# Korean Watches?



## Coffeeshopman (May 13, 2010)

So a fellow at work who has noticed I wear a different watch from time to time started talking to me about watches.


I have a few Seikos and was extolling the virtues of Japanese craftmanship.


He is Korean and was asking if I was aware of any Korean watches.

I drew a blank but said I figure they might be wearing a lot of Chinese watches over there.

I mentioned the Seagull movement (watch?) and told him I'd have a look out for him.


I used search both here and on Google and didn't come up with much in terms of Korean watches.

Anyone here with links/info regarding Korean watches?


----------



## Chascomm (Feb 13, 2006)

Coffeeshopman said:


> So a fellow at work who has noticed I wear a different watch from time to time started talking to me about watches.
> 
> I have a few Seikos and was extolling the virtues of Japanese craftmanship.
> 
> ...


There hasn't been much discussion here about Korean watches. you could try over on the Affordables forum, but chances are they won't know much more.
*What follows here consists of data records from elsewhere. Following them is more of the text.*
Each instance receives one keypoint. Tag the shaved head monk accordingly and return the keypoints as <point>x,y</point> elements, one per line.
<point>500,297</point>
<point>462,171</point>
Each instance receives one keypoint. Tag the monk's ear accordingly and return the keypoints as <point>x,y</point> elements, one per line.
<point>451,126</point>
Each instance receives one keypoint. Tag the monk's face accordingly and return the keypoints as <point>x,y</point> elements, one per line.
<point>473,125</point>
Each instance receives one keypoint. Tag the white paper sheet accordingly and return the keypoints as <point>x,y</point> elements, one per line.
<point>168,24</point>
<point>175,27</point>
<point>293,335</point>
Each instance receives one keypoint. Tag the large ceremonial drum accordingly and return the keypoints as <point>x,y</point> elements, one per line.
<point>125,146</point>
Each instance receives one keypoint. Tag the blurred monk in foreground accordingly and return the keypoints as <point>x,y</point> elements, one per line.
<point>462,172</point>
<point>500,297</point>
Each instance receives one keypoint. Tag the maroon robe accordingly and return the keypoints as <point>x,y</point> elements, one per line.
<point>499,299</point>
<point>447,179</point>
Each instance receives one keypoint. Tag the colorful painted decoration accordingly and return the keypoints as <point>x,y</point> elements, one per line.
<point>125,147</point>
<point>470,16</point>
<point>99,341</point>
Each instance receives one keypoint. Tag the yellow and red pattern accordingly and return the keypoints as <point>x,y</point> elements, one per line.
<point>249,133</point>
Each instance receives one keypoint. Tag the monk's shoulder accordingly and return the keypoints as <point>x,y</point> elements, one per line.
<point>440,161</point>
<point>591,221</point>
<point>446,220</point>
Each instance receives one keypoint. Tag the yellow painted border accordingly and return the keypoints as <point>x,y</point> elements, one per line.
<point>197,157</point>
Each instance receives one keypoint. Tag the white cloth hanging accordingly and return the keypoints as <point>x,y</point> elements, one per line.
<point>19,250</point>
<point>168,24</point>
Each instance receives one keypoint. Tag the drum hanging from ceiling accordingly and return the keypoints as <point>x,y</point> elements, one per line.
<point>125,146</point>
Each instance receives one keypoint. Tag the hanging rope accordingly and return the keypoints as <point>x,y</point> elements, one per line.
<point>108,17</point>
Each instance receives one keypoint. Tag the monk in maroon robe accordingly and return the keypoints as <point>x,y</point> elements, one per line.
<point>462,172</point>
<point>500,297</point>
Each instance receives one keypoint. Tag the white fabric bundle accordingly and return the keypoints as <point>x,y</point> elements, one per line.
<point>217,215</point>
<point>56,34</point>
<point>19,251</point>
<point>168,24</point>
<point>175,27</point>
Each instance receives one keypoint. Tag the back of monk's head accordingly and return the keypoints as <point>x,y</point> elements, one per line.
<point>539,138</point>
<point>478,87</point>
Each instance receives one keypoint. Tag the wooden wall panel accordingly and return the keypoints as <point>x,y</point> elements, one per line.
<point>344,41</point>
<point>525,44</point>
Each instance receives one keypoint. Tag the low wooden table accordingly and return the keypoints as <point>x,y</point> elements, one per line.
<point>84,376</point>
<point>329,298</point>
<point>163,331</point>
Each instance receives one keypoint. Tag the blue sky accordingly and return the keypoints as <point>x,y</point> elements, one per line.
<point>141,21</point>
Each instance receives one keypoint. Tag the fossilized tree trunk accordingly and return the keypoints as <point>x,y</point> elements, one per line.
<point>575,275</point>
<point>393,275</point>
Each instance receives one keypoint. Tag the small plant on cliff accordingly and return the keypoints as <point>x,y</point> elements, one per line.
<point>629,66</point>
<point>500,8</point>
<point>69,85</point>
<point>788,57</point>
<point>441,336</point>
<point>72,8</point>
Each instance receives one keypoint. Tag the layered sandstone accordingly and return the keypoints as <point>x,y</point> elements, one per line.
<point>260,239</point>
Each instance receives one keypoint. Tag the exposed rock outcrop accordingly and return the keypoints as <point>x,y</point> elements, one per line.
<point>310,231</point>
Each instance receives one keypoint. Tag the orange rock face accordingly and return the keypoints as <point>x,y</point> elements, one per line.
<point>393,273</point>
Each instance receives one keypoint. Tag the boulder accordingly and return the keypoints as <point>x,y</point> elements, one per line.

The big South Korean fashion watch brand is Romanson, which uses Chinese, Japanese, Swiss and local parts. Some of their watches are even made in Switzerland. They're quite international. I've seen them in shops here and if you look around you'll probably find them, too. A few years ago they started up a new factory in North Korea, but I don't know what happened to that as the political situation has changed.

Orient have in the past assembled some of their watches in South Korea. The Citizen Group have several holdings there, too. Japan CBM Corp (Part of Citizen Group) used to assemble Q&Q brand watches there years ago.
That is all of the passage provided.